A medida que se acostumbra al sonido, puede ajustarlo mirando a la audiencia.
Un discurso monótono es aburrido y soporífero, por lo que es importante tratar de variar el tono y velocidad de la presentación. Como mínimo, cada subsección nueva debe ser precedida de una pausa y un cambio de tono para enfatizar la delineación. Si la variación tonal no le sale naturalmente, trate de utilizar preguntas retóricas en su discurso. Puede seguir el estilo inglés, ya que la mayoría de los acentos británicos se elevan naturalmente al final de una pregunta.
Expresión
La audiencia mira su cara. Si parece apático o distraído, entonces ellos también estarán apáticos y distraídos; si está sonriendo, se preguntarán por qué y lo escucharán para averiguarlo. En una conversación normal, el significado se ve realzado por los gestos faciales. De esta manera, en un discurso debe compensar tanto el miedo escénico como la distancia entre usted mismo y la audiencia. El mensaje es bastante simple: asegúrese que sus expresiones faciales sean naturales, sólo eso.
Apariencia
Existen muchas guías de estilos de gestión y presentación que le dan mucha importancia a la forma de vestir y al análisis final. Esto es cuestión de elección personal. Esa elección, sin embargo, debe hacerse con cuidado. Cuando esté dando una presentación debe vestirse para la audiencia, no para usted mismo; si piensan que se ve fuera de lugar, entonces lo está.
Entre paréntesis, es mi opinión personal que, por ejemplo, existe un código de conducta entre ingenieros que prioriza el look desprolijo, y en muchas organizaciones esto tiende a apartar al ingeniero, especialmente de la gerencia. Transmite el mensaje subliminal de que el ingeniero y el gerente no son parte del mismo grupo y por lo tanto dificulta la comunicación.
Postura
Cuando un actor aprende por primera vez un personaje nuevo, instintivamente adoptará una postura distinta para representar a ese personaje. De esto se deduce que mientras está en el escenario, su postura reflejará mucho de usted.

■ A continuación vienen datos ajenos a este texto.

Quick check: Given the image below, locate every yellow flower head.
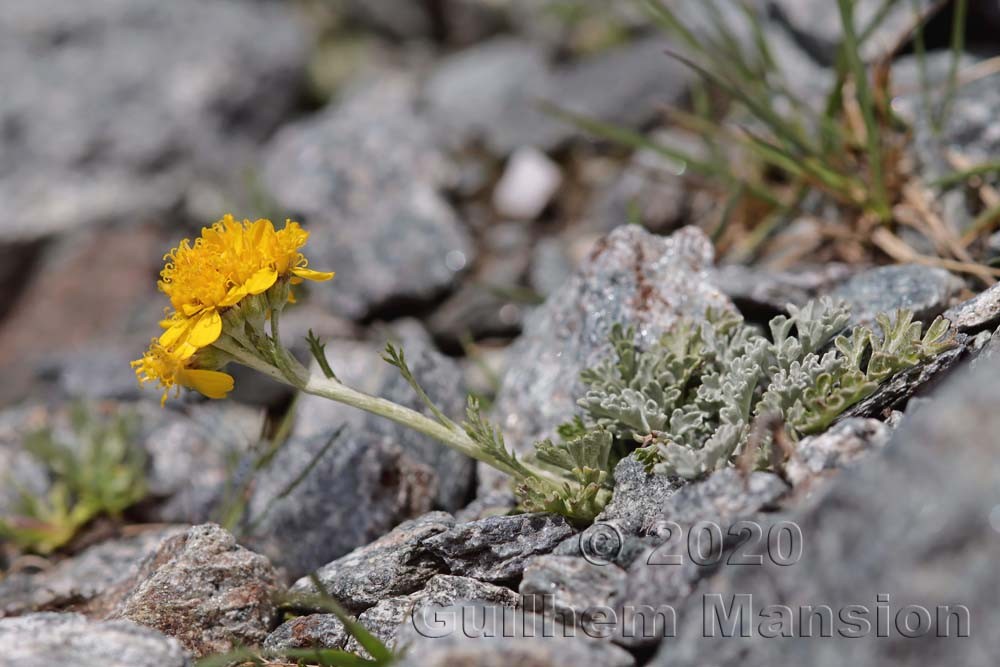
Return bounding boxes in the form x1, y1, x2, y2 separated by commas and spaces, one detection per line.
157, 215, 333, 350
131, 341, 235, 406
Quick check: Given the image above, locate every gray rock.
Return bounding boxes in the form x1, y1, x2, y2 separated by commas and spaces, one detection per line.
484, 225, 732, 492
529, 237, 576, 298
519, 555, 626, 627
649, 349, 1000, 667
785, 417, 893, 488
0, 613, 189, 667
423, 37, 552, 155
427, 224, 533, 344
348, 575, 519, 654
544, 36, 691, 148
769, 0, 933, 64
608, 468, 788, 648
264, 614, 348, 652
424, 513, 577, 583
654, 468, 789, 528
110, 524, 279, 658
0, 406, 49, 519
829, 264, 962, 327
245, 424, 437, 580
394, 602, 636, 667
894, 51, 1000, 166
139, 402, 262, 524
290, 323, 474, 512
595, 454, 684, 537
715, 264, 853, 318
424, 36, 691, 155
0, 526, 185, 618
289, 512, 454, 614
454, 492, 518, 523
943, 283, 1000, 332
587, 129, 702, 234
262, 75, 473, 320
0, 0, 305, 243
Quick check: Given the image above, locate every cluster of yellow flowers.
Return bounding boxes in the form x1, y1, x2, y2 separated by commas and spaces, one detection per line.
132, 215, 333, 405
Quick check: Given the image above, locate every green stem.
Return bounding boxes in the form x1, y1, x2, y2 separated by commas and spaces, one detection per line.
302, 374, 564, 487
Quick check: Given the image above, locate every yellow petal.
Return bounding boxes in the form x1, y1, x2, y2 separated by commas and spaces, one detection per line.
245, 267, 278, 295
287, 289, 297, 304
291, 268, 335, 282
220, 285, 249, 308
180, 369, 234, 399
182, 303, 204, 317
187, 310, 222, 348
158, 319, 190, 348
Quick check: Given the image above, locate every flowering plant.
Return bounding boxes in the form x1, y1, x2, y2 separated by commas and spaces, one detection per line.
133, 215, 602, 520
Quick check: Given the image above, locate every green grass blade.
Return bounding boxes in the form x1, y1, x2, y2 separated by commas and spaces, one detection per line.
930, 161, 1000, 189
935, 0, 967, 132
836, 0, 891, 221
661, 47, 820, 159
543, 101, 784, 208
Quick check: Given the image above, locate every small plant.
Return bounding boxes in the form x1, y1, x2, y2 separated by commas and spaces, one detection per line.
0, 404, 148, 555
133, 217, 959, 523
540, 298, 954, 482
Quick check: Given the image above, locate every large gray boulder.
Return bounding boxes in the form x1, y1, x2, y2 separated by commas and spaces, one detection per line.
648, 352, 1000, 666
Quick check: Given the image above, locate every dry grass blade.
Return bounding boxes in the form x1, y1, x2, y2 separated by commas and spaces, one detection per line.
872, 227, 1000, 283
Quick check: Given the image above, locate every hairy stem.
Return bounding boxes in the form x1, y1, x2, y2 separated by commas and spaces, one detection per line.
302, 374, 569, 490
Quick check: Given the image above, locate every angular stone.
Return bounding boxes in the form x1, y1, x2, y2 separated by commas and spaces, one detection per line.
423, 38, 552, 155
264, 614, 348, 652
454, 491, 518, 523
138, 402, 263, 524
110, 524, 279, 658
262, 75, 473, 320
943, 283, 1000, 333
649, 351, 1000, 666
608, 469, 788, 648
786, 417, 893, 487
292, 322, 475, 512
484, 225, 732, 492
594, 454, 685, 537
424, 514, 576, 583
0, 526, 185, 618
289, 512, 454, 614
348, 575, 519, 654
0, 0, 306, 243
587, 129, 703, 234
393, 602, 636, 667
0, 613, 189, 667
519, 555, 626, 626
714, 264, 853, 319
829, 264, 962, 327
423, 36, 690, 155
244, 424, 437, 580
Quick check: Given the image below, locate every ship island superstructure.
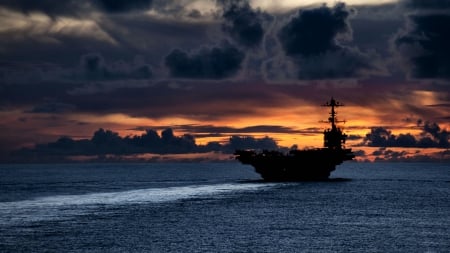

Lo mínimo que debe hacer es asegurarse de que su postura no transmita aburrimiento; como mucho, puede utilizar todo su cuerpo como herramienta dinámica para reforzar su rapport con la audiencia.
El problema eterno es qué hacer con las manos. Las mismas no deben agitarse sin rumbo por el aire, juguetear constantemente con una lapicera, o (lo peor de todo visualmente), juguetear con monedas en los bolsillos de los pantalones. La clave es mantener las manos quietas, excepto cuando las utilice al unísono con su discurso. Para un entrenamiento inicial, encuentre un lugar de descanso que sea cómodo para usted, y busque regresar allí sus manos cuando complete cualquier gesto.